Le spectacle est une immersion totale dans un monde de couleur, d’ amour et de puissance des vêtements comme protection et expression de soi, invitant les spectateurs à remettre en question les idées préconçues et à manifester la diversité. Lamrabat révèle comment un fez, un niqab, un keffieh, une casquette de baseball ou un logo peuvent raconter une histoire sur sa personnalité. Chaque vêtement ou accessoire représente un bouclier qui reflète des identités à multiples facettes, un rappel que les différences peuvent aussi unir les gens.
Lamrabat y présente 81 œuvres, incluant des photographies anciennes et nouvelles. Alors que certaines des photos les plus anciennes ont été prises dans des endroits désertiques allant de la Namibie aux Émirats arabes unis, pour les nouvelles commandes de MAD, il s’est inspiré de lieux à Bruxelles qui évoque des souvenirs du Maroc, où il est né. Lamrabat a commencé sa carrière comme photographe de mode autodidacte après avoir étudié la décoration d’intérieur. Son héritage marocain joue un rôle important dans son art et, en tant que défenseur des femmes musulmanes qui portent le voile avec fierté, il a courageusement mis le niqab sur les couvertures des magazines de mode internationaux. Ayant grandi dans la partie flamande de la Belgique, Lamrabat a vu de ses yeux comment les gens regardaient sa mère voilée. Cette expérience a laissé une impression durable, le conduisant à essayer de créer un monde où prévalent l’empathie et l’acceptation.
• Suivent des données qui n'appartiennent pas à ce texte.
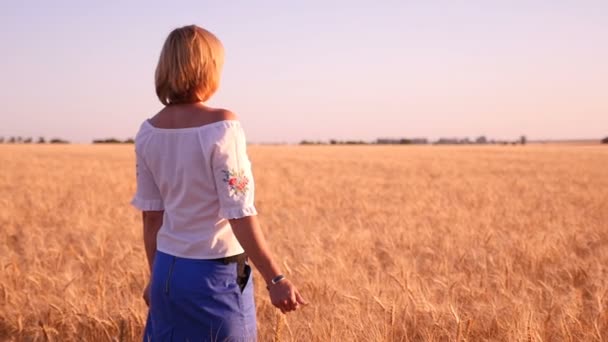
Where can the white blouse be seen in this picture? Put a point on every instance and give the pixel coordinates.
(200, 177)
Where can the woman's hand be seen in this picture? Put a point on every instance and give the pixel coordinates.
(285, 296)
(146, 294)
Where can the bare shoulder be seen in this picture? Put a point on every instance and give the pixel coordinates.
(224, 114)
(185, 116)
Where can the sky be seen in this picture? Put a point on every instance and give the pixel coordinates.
(317, 70)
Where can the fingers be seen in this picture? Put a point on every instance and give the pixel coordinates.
(300, 299)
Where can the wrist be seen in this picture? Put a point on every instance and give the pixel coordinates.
(279, 278)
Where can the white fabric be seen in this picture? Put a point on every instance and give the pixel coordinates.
(200, 177)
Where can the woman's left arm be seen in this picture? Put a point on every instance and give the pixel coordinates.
(152, 221)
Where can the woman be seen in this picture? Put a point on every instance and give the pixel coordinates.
(196, 191)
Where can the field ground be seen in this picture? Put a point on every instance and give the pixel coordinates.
(420, 243)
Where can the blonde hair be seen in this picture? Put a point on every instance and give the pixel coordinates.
(189, 66)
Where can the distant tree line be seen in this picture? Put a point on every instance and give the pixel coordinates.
(481, 140)
(30, 140)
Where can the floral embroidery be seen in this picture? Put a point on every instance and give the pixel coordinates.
(237, 181)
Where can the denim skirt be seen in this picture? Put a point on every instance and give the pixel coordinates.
(199, 300)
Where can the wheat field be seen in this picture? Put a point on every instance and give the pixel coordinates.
(388, 243)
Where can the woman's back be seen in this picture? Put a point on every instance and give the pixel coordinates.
(192, 163)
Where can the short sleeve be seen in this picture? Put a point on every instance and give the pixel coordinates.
(147, 196)
(232, 173)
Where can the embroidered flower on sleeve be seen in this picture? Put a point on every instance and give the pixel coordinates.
(237, 181)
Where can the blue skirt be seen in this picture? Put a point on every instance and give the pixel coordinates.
(199, 300)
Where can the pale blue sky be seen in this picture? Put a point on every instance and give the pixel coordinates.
(316, 69)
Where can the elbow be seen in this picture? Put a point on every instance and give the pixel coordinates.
(152, 220)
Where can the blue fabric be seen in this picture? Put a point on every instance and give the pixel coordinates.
(198, 300)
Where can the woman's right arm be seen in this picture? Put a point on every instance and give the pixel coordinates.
(284, 295)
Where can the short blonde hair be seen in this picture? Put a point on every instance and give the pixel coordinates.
(189, 66)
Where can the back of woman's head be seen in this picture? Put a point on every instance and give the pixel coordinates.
(189, 66)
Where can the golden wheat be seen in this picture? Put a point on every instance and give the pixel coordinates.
(497, 243)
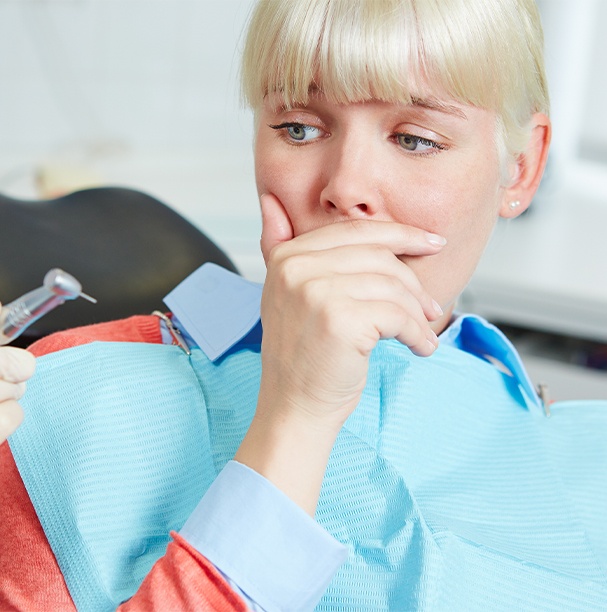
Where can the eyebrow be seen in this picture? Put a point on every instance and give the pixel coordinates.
(436, 105)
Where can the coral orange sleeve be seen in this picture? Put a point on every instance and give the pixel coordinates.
(184, 580)
(30, 577)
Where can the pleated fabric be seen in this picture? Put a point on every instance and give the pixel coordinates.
(450, 492)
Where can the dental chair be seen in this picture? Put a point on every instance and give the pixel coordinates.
(126, 248)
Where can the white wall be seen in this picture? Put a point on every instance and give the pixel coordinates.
(137, 74)
(142, 93)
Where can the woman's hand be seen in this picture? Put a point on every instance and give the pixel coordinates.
(329, 296)
(16, 366)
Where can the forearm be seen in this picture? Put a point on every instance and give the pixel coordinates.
(291, 451)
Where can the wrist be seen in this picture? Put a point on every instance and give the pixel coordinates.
(291, 450)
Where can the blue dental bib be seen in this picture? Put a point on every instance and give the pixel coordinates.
(448, 490)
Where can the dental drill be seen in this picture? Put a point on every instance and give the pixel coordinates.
(57, 287)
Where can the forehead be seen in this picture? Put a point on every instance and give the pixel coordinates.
(354, 50)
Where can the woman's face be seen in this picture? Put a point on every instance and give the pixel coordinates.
(433, 165)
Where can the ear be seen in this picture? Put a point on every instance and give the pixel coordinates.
(528, 169)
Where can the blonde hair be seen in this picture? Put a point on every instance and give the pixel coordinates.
(487, 53)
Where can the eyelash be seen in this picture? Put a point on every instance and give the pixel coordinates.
(435, 146)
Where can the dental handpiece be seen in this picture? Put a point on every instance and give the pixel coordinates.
(57, 287)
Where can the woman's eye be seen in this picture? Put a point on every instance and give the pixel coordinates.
(299, 132)
(409, 142)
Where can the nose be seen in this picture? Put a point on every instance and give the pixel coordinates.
(350, 182)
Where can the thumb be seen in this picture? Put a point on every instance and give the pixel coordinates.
(276, 226)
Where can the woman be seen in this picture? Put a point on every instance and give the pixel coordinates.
(390, 136)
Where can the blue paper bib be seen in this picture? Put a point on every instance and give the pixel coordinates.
(449, 492)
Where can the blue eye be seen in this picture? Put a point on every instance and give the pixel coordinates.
(409, 142)
(298, 131)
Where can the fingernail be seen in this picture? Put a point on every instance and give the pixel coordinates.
(432, 338)
(435, 239)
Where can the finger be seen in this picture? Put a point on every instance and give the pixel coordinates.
(276, 225)
(365, 287)
(11, 416)
(11, 391)
(399, 238)
(16, 365)
(361, 259)
(391, 321)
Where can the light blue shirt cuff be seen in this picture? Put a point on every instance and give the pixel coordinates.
(265, 544)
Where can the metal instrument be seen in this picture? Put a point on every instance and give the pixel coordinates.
(57, 287)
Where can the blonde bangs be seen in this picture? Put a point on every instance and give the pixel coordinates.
(487, 53)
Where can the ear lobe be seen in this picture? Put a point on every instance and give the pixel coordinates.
(529, 169)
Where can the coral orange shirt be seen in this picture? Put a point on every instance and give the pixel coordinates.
(30, 578)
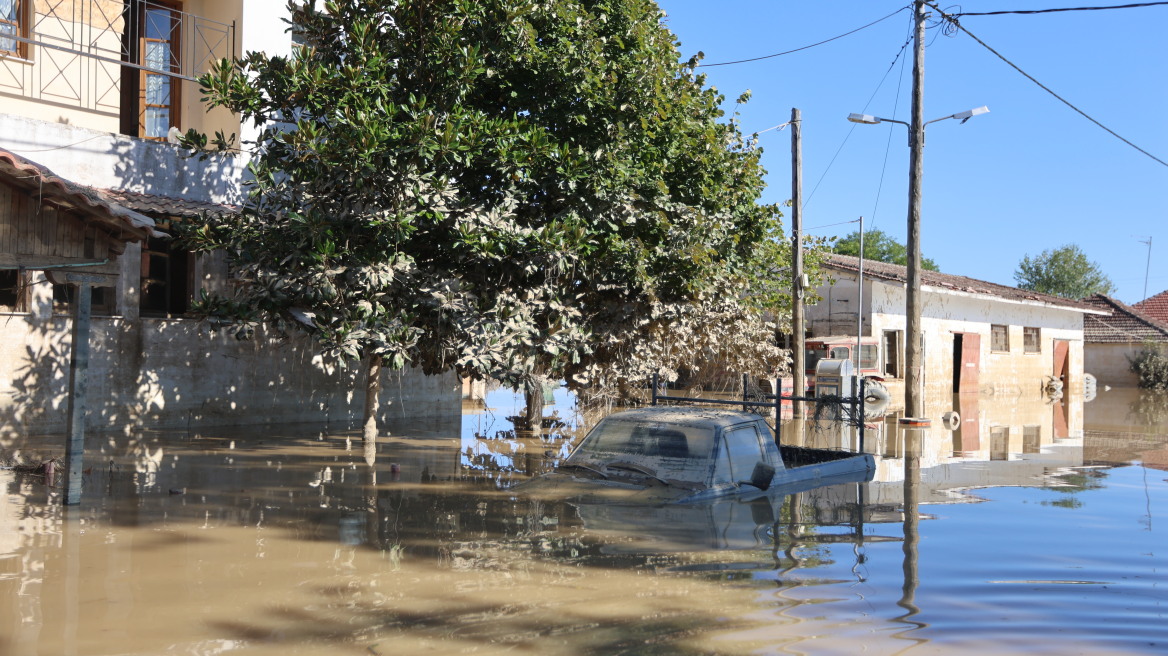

Le développement vers lequel il tend s’’éloigne des méthodes d’affichage traditionnelles, pour cela, il utilise des images mise à l’avant contre les rideaux imposants qui divisent l’espace. Ces tissus transparents et colorés de l’artiste français Justin Morin, interagissent avec les photographies de Lamrabat qui, en collaboration avec la styliste Lisa Lapauw, a placé des mannequins assis sur des canapés de style marocain ou debout devant des tuiles colorées rappelant l’Afrique du Nord.
En collaboration avec des talents locaux, il mélange les esthétiques arabes et occidentales pour créer un espace utopique qui transcende les divisions culturelles. D’une femme portant un voile bleu clair et des bijoux en lunettes conçus par Anneleen Bertels, en passant par un modèle en bottes en céramique fabriqué par la créatrice Naomi Gilon, un monde particulier émerge.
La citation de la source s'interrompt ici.